Hi Team, we noticed a problem with our production ...
# ask-community
c
Hi Team, we noticed a problem with our production flow lately (Prefect 2.18.3 server) We have a machine (
A
) spun up that hosts the UI (server) and the associated process workers. We also have another machine (
B
) that hosts process workers. These process workers are backups for the server that was spun up for machine A. We did this to account for scalability and redundancy so when jobs are submitted to the work pool, workers from machine A and B can poll from it. When we run a deployment with 5 tasks, and it encounters an error on task 4. Sometimes it retries from task 4, but sometimes it retries from task 1. Upon closer inspection, it seems to be due to the fact that the retry worker is located on a different machine than the original worker that completed the first attempt. Is this expected? Is there a way to resolve this? Or, is there a change to the architecture to get the scalable result we desire? We need to have the flow restart from the point of failure whenever possible.
k
This is expected if you aren't storing task results in a remote location, like an S3 bucket. By default, task results are stored locally where the flow is running - in this case, the machine the process worker is on. Setting up remote result storage should resolve this! https://docs.prefect.io/3.0/develop/results#result-storage
c
Ah I see thanks Kevin. It must require a remote result storage location? I currently have a Postgres db on machine A. Is it possible to still use this postgres db even if it is architected like this?
k
it isn't, task results are stored as files, so they need some kind of filesystem for storage
upvote 1
c
That makes sense!
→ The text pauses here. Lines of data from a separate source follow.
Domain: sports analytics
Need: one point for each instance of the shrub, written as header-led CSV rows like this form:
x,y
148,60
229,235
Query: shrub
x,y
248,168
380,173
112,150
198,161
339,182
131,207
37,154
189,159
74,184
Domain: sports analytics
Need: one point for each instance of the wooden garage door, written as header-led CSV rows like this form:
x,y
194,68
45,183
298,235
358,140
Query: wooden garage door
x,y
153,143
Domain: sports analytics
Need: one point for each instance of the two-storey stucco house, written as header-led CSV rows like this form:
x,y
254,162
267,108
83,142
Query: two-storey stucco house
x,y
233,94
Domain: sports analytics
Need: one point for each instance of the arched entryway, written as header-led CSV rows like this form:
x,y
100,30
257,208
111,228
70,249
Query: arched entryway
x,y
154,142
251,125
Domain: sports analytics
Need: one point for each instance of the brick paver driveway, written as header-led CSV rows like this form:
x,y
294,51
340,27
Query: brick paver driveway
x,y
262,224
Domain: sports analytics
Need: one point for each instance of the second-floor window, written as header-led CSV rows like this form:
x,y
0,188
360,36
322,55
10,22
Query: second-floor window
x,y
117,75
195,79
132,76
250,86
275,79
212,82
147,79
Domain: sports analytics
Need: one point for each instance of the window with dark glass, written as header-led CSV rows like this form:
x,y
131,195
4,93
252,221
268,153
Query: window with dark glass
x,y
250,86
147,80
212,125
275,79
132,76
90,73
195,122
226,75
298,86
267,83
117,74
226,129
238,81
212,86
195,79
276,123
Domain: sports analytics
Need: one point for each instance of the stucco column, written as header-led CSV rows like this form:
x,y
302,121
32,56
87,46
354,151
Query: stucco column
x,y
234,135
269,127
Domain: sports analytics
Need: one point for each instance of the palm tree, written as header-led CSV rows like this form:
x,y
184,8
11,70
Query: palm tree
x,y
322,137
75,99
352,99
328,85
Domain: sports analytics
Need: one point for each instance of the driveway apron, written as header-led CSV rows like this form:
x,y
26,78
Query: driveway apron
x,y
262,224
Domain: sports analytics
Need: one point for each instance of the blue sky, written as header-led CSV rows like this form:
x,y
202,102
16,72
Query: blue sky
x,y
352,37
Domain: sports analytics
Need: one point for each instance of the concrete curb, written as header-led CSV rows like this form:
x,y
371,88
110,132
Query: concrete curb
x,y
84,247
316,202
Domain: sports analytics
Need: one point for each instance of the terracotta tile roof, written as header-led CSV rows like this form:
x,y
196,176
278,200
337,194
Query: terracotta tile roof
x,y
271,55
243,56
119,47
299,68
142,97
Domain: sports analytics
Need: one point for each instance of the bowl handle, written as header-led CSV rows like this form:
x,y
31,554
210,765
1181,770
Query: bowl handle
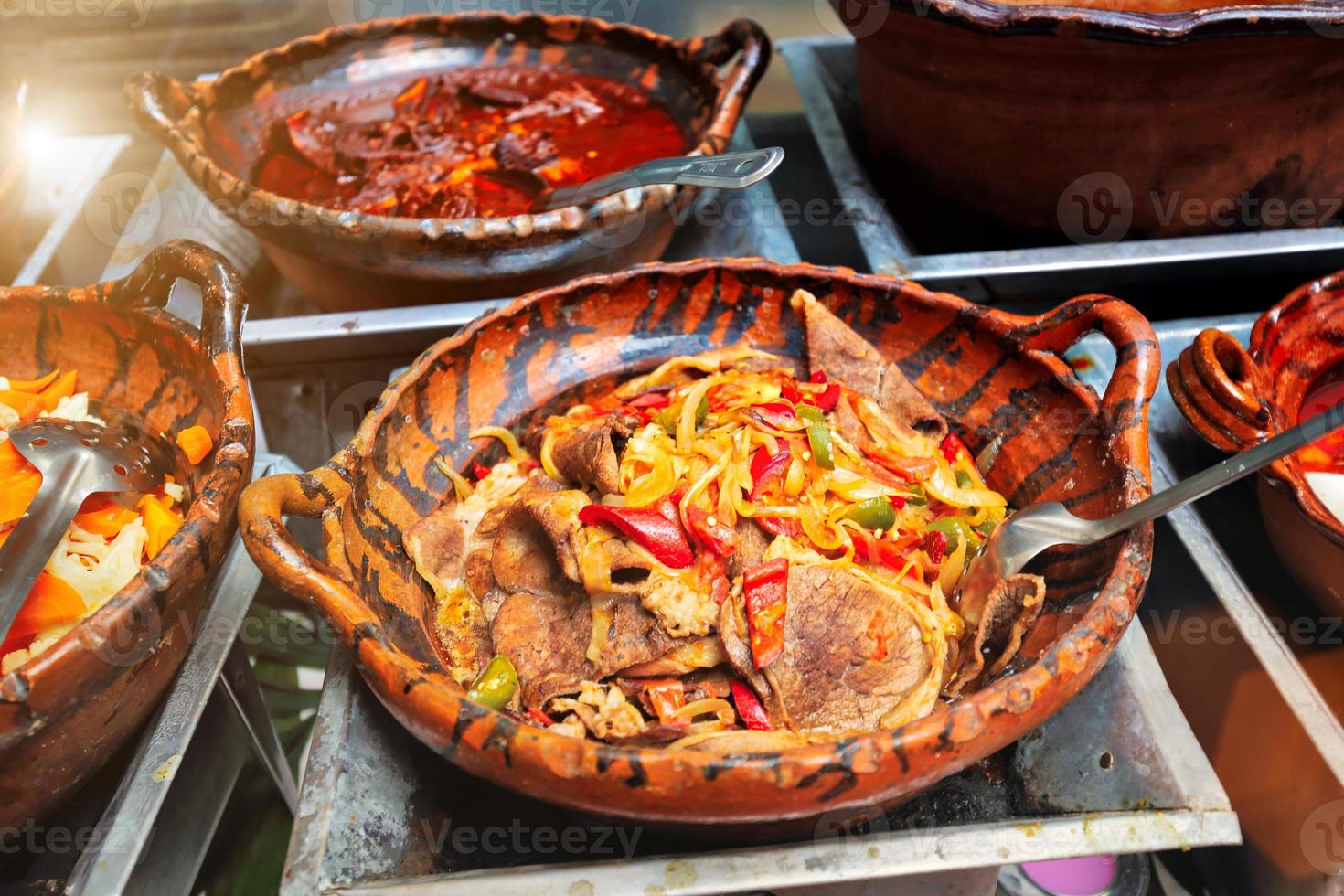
x,y
160,103
315,495
750,43
1221,391
1124,404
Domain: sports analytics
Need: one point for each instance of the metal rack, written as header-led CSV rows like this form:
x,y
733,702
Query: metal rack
x,y
374,802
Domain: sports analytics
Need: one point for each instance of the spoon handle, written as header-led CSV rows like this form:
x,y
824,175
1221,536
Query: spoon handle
x,y
37,535
728,171
1234,468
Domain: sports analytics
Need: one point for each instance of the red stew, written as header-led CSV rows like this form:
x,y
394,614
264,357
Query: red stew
x,y
475,142
1326,455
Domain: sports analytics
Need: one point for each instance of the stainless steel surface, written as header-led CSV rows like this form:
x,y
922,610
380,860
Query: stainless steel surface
x,y
240,684
1043,526
824,73
726,171
83,166
126,842
1115,770
76,460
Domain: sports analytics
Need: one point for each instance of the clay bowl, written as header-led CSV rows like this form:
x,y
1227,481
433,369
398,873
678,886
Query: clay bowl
x,y
1101,119
65,712
1237,400
997,375
343,260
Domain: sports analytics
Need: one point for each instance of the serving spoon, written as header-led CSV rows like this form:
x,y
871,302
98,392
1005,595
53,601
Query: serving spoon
x,y
728,171
76,460
1029,532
In that case, is it also possible to alternatively find a location where both machines can access the file system?
Copy code
prefect config set PREFECT_LOCAL_STORAGE_PATH=\\common\network\path
k
yep!
c
Beautiful, thank you for the quick response! Ill give that shot
Hey @Kevin Grismore @Prefect Tried doing this with setting
PREFECT_LOCAL_STORAGE_PATH = \\network\path
and its still not working as expected. I created a dummy job to investigate this issue and the logs are returning as follows: not sure if im missing something? It looks like they are both persisting to the same file location
Hey @Prefect was wondering if you guys can take a look at this. From the docs, this seems like the right way to do this, but clearly its not recognizing the states.
Hey @Prefect wanted to see if there’s an update to this again, I filed a github issue https://github.com/PrefectHQ/prefect/issues/16059, but wanted to bring it here to see if there was any additional help. Thanks again
Hey @Prefect wanted to see if there’s an update to this again, I filed a github issue https://github.com/PrefectHQ/prefect/issues/16059, we've been struggling with finding a solution for a while, and pretty much exhausted every avenue we could think of... could anyone see if this is reproducable?
n
hi @Charles - the default cache policy considers the current run id, ie cache invalidates between runs https://github.com/PrefectHQ/prefect/discussions/15560
perhaps you want a cache policy like
cache_policy=INPUTS + TASK_SOURCE
?
c
Thanks @Nate - is this a PRefect 3.x thing? Im on 2.18.3
n
ahh sorry, yeah it is. i missed your version above
c
Is there an equivalent on 2.x i can try out?